I believe that writing about something you’re familiar with is equally hard as it is easy. When I want to write about something I am very familiar with, it can sometimes be easier for me because I can probably reference things about it that others can’t or wouldn’t have thought of. For example, for writing exercise 7, we had to write about something we are informed about so I wrote about my body which I obviously have the most knowledge about and experience with than anyone else could. But at the same time, writing about something I’m so familiar with makes me uncomfortable. I feel like I’m trying to capture something that will never be accurately described. At least with something I’m not as familiar with, I know that I won’t get it all completely right so I give myself more freedom. But with topics I’m more familiar with and informed on, I feel more pressure to be very accurate about every thing I say.

“Scissor” Through

Last week in class for my tangible item, I brought in a scissor. I felt that this item represented the tension throughout David Herd’s collection of poems in Through.

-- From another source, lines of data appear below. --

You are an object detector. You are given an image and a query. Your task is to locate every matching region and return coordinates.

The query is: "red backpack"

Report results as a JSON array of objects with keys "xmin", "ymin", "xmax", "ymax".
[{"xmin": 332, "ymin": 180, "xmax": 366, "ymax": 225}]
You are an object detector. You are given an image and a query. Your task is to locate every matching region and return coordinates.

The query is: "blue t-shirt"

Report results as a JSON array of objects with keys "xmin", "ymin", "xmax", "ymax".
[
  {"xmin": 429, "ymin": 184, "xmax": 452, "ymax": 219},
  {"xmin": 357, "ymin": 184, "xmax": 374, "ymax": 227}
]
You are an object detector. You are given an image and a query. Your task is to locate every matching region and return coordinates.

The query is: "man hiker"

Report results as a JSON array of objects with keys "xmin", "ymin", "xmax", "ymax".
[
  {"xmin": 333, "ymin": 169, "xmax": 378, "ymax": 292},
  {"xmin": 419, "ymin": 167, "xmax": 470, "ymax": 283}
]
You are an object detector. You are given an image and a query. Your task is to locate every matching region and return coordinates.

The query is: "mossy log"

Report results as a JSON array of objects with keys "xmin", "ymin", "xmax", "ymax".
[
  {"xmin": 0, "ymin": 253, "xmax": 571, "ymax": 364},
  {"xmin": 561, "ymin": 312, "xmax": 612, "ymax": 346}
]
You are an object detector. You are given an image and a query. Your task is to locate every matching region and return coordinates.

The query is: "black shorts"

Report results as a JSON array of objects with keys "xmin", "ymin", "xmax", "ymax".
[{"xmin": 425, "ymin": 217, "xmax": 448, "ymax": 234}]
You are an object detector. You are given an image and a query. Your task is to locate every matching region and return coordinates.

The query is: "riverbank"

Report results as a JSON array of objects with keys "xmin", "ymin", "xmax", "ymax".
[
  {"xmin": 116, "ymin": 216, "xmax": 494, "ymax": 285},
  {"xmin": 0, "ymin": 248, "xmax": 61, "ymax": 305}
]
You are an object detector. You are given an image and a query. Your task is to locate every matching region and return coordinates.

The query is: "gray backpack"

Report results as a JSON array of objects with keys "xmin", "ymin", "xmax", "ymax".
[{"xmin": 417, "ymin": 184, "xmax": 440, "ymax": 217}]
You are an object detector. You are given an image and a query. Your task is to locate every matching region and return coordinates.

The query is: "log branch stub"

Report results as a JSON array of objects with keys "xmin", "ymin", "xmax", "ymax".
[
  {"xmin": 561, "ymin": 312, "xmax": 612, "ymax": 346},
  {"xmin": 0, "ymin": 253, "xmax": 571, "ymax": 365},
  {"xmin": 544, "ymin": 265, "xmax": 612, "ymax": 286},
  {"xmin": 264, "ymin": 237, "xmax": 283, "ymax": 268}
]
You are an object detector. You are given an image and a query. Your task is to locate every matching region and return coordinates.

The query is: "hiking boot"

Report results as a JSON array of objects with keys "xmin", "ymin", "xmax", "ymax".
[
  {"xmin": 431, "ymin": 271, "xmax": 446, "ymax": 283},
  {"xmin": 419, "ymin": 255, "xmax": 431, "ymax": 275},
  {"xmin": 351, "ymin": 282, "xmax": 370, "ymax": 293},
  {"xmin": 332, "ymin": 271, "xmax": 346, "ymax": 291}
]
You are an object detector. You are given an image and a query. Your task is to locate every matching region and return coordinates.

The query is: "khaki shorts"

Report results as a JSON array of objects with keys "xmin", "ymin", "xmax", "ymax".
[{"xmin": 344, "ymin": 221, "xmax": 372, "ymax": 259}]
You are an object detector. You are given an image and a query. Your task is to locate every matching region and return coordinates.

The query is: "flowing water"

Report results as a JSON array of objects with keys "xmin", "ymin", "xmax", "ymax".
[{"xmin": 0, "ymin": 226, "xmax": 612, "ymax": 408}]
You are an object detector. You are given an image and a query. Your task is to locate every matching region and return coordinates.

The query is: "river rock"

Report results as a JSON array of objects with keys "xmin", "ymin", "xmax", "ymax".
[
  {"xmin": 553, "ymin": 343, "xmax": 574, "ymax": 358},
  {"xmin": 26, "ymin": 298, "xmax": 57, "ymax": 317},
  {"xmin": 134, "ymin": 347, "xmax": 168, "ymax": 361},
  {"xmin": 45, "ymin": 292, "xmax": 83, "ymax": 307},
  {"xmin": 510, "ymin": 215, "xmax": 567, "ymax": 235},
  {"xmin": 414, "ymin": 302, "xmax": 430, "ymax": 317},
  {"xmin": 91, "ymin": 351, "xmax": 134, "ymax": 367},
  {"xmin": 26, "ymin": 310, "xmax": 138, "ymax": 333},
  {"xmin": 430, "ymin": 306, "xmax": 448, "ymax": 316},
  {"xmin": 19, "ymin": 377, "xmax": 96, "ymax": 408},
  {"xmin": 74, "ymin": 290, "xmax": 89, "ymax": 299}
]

Herd touches up upon various topics in Through such as  politics, intimacy, tension, and human language itself. I found this collection of poems to be rather gripping because it demanded to be read. Each and every word used had a purpose and told it’s story well. There was a heavy attribute of focus which lead to the reader listening to all the concepts this collection had to offer. The poems were all written in free verse which gave them the feel of being light weight, organic, and truthful. This collection is modern and thought provoking. Although this collection feels unforced, there is this tension between the reader and the poems because it forces its reader to engage within the poems on the page. The poems call on you to look harder at the world, whilst also saying that your view is only ever occluded.